The Fair Labor Standards Act requires that nearly every employee be paid time-and-a-half for working more than 40 hours a week—but certain salaried workers can be exempted if they qualify as an “executive, administrator, or professional.” Because who qualifies as an executive can be tricky to determine, the law also sets a bright-line salary threshold, so that low-paid workers can't be stuck working long hours without overtime simply because they have some managerial duties. When the threshold was updated in 1975, more than 60 percent of full-time salaried workers were under the threshold and thus automatically qualified for overtime. But the threshold has never been adequately updated since that time, and by 2016, the share of full-time salary workers covered had dropped to less than 7 percent. Over the course of 40 years, a once-standard provision that protected middle class workers from having to put in long hours for no extra pay had all but disappeared.

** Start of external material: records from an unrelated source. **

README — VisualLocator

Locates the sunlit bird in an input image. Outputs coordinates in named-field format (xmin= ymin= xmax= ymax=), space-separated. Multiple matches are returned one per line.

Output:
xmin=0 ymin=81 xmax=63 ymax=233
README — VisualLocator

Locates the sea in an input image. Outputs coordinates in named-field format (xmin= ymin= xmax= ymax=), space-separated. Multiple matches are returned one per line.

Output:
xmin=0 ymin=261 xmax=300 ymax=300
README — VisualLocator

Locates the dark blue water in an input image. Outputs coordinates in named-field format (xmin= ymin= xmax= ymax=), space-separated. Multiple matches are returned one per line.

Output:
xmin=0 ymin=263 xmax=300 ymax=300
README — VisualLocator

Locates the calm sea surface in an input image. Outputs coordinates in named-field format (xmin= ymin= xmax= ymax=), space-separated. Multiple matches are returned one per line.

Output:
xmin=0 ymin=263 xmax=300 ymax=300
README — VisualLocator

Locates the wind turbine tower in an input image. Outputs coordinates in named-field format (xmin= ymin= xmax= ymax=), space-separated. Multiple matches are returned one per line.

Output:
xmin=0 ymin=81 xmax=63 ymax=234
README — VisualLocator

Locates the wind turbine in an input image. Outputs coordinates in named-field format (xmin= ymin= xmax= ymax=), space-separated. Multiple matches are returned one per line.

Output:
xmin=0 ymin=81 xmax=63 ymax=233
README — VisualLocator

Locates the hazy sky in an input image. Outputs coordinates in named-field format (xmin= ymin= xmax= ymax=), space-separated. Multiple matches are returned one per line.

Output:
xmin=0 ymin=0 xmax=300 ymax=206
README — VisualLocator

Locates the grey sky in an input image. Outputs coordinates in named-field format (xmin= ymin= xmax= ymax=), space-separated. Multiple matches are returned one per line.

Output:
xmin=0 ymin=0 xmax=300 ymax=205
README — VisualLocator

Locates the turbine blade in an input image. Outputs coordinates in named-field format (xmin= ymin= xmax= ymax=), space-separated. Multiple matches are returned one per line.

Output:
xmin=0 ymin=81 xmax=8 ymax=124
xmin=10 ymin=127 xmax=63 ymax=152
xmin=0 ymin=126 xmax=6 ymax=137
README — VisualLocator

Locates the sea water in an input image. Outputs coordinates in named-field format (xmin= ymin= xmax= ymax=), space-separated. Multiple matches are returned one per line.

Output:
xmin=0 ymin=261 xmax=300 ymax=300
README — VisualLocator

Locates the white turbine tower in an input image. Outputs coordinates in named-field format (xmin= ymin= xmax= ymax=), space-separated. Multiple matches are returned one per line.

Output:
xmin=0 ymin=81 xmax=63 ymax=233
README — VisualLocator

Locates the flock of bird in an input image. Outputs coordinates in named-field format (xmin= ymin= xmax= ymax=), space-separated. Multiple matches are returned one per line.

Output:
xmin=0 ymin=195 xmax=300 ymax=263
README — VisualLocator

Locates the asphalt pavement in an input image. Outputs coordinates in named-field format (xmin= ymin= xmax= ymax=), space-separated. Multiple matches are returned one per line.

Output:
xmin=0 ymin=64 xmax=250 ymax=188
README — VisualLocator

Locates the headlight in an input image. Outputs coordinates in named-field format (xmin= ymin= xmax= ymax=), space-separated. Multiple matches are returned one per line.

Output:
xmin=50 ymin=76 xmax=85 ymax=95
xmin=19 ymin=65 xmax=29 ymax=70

The 2016 rule would have increased the threshold from $23,660 to $47,476 and indexed it to wage growth going forward. This change was by no means overly expansive; the only reason it was a big increase is because it had not been appropriately updated in the preceding 41 years. Only 33 percent of salaried workers would have been covered under the 2016 rule—far fewer than had been covered historically. If the threshold had simply been adjusted for inflation since 1975, today it would be over $55,000.
Business trade associations and Republican-led states challenged the rule in court, and at the end of 2016, a Texas district court judge overturned it in a ruling that even conservatives agreed went too far. But the Trump administration declined to defend the 2016 threshold, and today the overtime threshold continues to languish at just under $24,000 a year.
Now, the Trump administration is close to publishing a new proposal that would dramatically weaken it. Bloomberg is reporting that, despite the steps taken to finalize the 2016 rule and the fact that the threshold is well within historical norms, the Trump administration is about to publish a rule with a dramatically lower cutoff, at around $35,000 a year for a full-year worker.
A preliminary calculation suggests well over half of the workers who would have gotten new or strengthened overtime protections under the 2016 rule would be left behind by Trump administration rule.
The 2016 rule was the result of an exhaustive process spanning more than two years. During this period, the Department of Labor met with more than 200 organizations on all sides of the issue and reviewed and incorporated input from more than a quarter-million public comments. After this rigorous, evenhanded process, the department arrived at an economically sound rule that represented an appropriate update to our labor laws.
I know, because I was the Labor Department's chief economist at the time.
In order to justify a new rule, DOL will have to explain why the previous, painstaking rulemaking effort was inadequate. If it's unable to do so, its new rule will not hold up to a legal challenge. Luckily there is an easy way around this—the Trump administration should defend and implement the 2016 rule, and give millions of middle-class workers a badly needed raise.